“Sakechah!” said the Master of Life, “when the moon is exactly over thy head, she will draw the waters to the hill. She is angry with me because I scourged a comet. I cannot prevent her revenge unless I destroy her, and that I may not do, as she is my wife. Therefore bid every living creature that is on the hill take off the nail from the little finger of his right hand, if a man; if a bird, or beast, of the right foot or claw. When each has done this, bid him blow in the hollow of the nail with the right eye shut, saying these words, ‘Nail become a canoe, and save me from the wrath of the moon.’ The nail will become a large canoe, and in this canoe will its owner be safe.”
The Great Spirit was obeyed, and shortly every creature was floating in a boat on the surface of the water. And, lest they should be dispersed, Sakechah bound them together by thongs of buffalo-hide.
They continued floating for a long time, till at last Sakechah said, “This will not do—we must have land. Go,” said he to a raven that sat in his canoe near him, “fetch me a little earth from the bottom of the abyss. I will send a female, because women are quicker and more searching than men.”

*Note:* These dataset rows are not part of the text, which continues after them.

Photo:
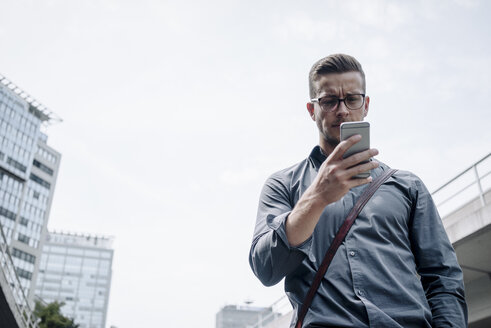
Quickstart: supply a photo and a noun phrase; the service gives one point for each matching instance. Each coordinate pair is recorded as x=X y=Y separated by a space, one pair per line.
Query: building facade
x=28 y=171
x=76 y=269
x=243 y=316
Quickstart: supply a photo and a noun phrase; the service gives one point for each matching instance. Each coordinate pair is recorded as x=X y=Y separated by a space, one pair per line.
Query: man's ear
x=311 y=110
x=365 y=107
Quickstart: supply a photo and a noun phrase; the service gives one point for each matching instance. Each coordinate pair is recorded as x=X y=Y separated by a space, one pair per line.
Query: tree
x=51 y=316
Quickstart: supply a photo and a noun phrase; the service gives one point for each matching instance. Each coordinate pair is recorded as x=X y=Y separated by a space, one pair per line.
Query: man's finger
x=344 y=145
x=358 y=182
x=357 y=169
x=359 y=157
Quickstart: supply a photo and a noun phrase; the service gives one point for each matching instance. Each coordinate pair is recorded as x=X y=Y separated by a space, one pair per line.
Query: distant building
x=76 y=269
x=243 y=316
x=28 y=171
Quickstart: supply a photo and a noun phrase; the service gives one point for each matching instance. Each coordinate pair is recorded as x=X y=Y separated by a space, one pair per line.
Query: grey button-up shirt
x=396 y=267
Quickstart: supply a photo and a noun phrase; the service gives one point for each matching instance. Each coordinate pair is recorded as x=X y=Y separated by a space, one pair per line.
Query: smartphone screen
x=362 y=128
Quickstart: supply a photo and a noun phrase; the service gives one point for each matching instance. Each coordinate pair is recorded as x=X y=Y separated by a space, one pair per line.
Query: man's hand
x=332 y=182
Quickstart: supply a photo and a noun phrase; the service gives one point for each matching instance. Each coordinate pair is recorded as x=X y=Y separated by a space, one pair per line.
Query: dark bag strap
x=342 y=232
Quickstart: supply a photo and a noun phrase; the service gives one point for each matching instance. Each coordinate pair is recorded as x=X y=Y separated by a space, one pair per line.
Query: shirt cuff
x=278 y=224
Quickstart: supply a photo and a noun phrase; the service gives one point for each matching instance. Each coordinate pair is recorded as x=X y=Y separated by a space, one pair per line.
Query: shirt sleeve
x=441 y=275
x=271 y=257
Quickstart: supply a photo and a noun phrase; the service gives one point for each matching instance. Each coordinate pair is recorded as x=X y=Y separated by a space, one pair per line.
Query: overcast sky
x=175 y=112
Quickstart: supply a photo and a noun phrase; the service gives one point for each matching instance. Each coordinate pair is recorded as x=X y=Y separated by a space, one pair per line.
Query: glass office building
x=76 y=269
x=243 y=316
x=28 y=171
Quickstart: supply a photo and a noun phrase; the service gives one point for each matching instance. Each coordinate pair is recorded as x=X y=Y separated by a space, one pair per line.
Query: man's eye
x=329 y=102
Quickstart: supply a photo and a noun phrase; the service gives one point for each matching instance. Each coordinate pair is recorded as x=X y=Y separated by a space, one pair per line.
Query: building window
x=24 y=221
x=40 y=181
x=43 y=167
x=23 y=238
x=24 y=273
x=6 y=213
x=23 y=255
x=16 y=164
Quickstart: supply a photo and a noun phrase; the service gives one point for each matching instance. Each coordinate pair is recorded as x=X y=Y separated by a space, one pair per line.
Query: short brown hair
x=336 y=63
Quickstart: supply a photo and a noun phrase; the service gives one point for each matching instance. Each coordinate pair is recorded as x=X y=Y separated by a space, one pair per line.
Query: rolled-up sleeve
x=271 y=257
x=441 y=275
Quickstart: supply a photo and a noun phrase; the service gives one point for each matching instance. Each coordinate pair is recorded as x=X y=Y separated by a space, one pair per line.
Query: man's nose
x=342 y=110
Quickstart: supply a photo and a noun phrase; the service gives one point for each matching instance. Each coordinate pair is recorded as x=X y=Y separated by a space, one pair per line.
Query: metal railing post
x=478 y=181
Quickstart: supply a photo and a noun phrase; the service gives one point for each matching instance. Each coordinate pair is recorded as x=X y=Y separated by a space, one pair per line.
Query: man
x=396 y=267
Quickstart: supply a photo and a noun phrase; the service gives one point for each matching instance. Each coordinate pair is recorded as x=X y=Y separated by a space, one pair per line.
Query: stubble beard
x=329 y=139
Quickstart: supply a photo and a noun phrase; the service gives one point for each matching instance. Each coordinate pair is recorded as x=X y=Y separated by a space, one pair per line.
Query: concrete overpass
x=464 y=204
x=14 y=308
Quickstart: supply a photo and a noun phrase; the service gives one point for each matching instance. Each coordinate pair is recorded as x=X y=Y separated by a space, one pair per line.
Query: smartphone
x=362 y=128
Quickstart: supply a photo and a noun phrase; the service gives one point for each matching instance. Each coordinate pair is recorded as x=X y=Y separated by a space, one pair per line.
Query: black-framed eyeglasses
x=351 y=101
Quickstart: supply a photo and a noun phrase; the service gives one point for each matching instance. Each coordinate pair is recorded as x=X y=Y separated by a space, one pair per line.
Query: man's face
x=337 y=85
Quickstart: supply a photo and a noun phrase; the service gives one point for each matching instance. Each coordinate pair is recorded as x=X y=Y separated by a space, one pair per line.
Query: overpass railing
x=13 y=287
x=473 y=182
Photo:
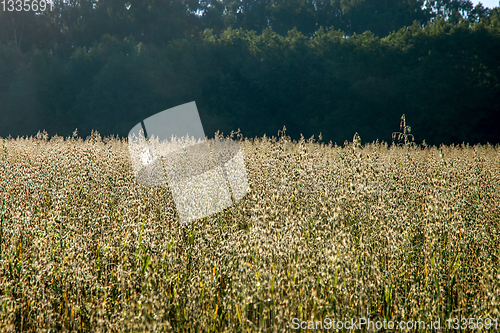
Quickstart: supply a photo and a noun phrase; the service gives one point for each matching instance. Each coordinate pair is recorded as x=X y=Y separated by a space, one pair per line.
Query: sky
x=487 y=3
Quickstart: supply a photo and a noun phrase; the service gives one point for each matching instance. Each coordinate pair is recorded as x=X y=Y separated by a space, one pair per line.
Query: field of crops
x=374 y=231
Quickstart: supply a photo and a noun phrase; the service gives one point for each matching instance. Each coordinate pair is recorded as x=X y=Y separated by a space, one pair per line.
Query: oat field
x=374 y=230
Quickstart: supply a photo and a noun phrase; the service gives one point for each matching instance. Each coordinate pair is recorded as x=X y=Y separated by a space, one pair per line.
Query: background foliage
x=330 y=67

The raven, proud of the praise bestowed on her sex, left her tail feathers at home, and dived into the abyss. She was gone a long time, but, notwithstanding her being a woman, she returned baffled of her object. Whereupon Sakechah said to the otter, “My little man, I will send you to the bottom, and see if your industry and perseverance will enable you to accomplish what has been left undone by the wit and cunning of the raven.” So the otter departed upon his dangerous expedition. He accomplished his object. When he again appeared on the earth, he held in his paw a lump of black mud. This he gave into the hands of Sakechah; and the Great Master bade him divide the lump into five portions; that which came out of the middle of the lump he was commanded to mould into a cake and to cast into the water: he did so, and it became dry land, on which he could disembark; and the earth thus formed was repeopled from his time. No matter whether the men of the earth be red or white, all are descended from Sakechah.[234]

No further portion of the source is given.